Ce même vendredi, l’un des ex-membres du FPR et ex-bras droit de Paul Kagame , Théogène Rudasingwa, écrit ce qui suit : “As Goma fell to Rwanda’s troops President Museveni of Uganda and President Kagame of Rwanda, both condemnable co-authors of this latest outrage against the Congolese people, met President Kabila of DRC in Kampala in a sham diplomacy designed to serve him with a fait accompli and an ultimatum to accept M23 as a Congolese organization with legitimate demands.” Notons bien l’expression “a sham diplomacy” et le rôle que joue le trio ‘’Kagame-Museveni-Kabila’’. Disons donc que la décision d’accepter le M23 comme une organisation congolaise ayant des demandes légitimes est le résultat d’une « simulacre de diplomatie » menée par « ce trio de la mort ». Ce trio efficace au niveau « diplomatique » l’est aussi au niveau structurel (et institutionnel) de manière théâtrale en créant la CIRGL. Théogène Rudasingwa en témoigne quand il note ceci : “As has happened in the past, when his enterprise in DRC has suffered setbacks, President Museveni has come to his rescue through sham peace talks under what is called International Conference on the Great Lakes Region (ICGLR). President Kagame and President Museveni use the ICGLR to buy time, and obstruct the role of the African Union, and to fight the SADC (South Africa and Tanzania) presence in DRC.”

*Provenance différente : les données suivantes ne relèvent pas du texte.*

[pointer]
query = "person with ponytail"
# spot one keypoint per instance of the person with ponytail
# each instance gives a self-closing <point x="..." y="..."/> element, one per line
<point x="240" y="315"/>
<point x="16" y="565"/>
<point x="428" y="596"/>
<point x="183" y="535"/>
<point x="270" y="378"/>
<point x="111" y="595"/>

Même s’il ne va pas jusqu’à nommer les parrains du duo Museveni-Kagame, le Dr Théogène Rusasingwa nous aide à prendre la mesure de la théâtralisation politique en Afrique centrale. Oui. Il y a eu « une simulacre de diplomatie ». Néanmoins, les minorités organisées et agissantes ont réussi à mener « une diplomatie parallèle » dont les résultats pourraient finir par surprendre les élites compradores confondant vitesse et précipitation.
Hélas ! « Le trio de la mort », porté par ses parrains, n’a pas encore dit son dernier mot. Il joue « bien » son jeu. Pour les amnésiques d’entre nous, il a finalement mis fin à la guerre du M23. L’un de ses membres va probablement mettre sur pied, en RDC, « un gouvernement de cohésion nationale » pour « le bonheur partagé » dans ce pays après (ou avant) une amnistie accordée « au cas par cas » aux criminels rwando-congolais du M23 ! Et « la prophétie » du « Pasteur » Ruberwa, ancêtre du CNDP et du M23, va s’accomplir. Se confiant à RFI en mars 2013, il disait : « Kinshasa n’a pas le choix. Dans une guerre où vous n’avez pas la suprématie, vous ne pouvez pas mettre fin à cette guerre sans intégration. C’est quasi impossible. » Cette « prophétie » procède de l’expérience faite par « le Pasteur » au RCD quand, après, le litige opposant la multinationale canadienne Banro à Laurent-Désiré Kabila vers les années 1997, le parti cher à Ruberwa accepte de faire la guerre, dans le Sud-Kivu, afin d’en être un allié. Et « en 2001, face au déferlement des hommes d’affaires désireux d’arracher des contrats juteux aux rebelles du RCD-Goma, ces derniers ont voulu mettre de l’ordre en créant une société privée qui s’occuperait de ces spécialistes en ‘’contrats hauts risques’’ – la société Congo Holding Development Company (CHDC). Le RCD cède à cette CHDC – dont les actionnaires sont les dirigeants du RCD-Goma, des Rwandais et des Sud-Africains- les gisements disputés de l’ancienne Sommiki. »[1]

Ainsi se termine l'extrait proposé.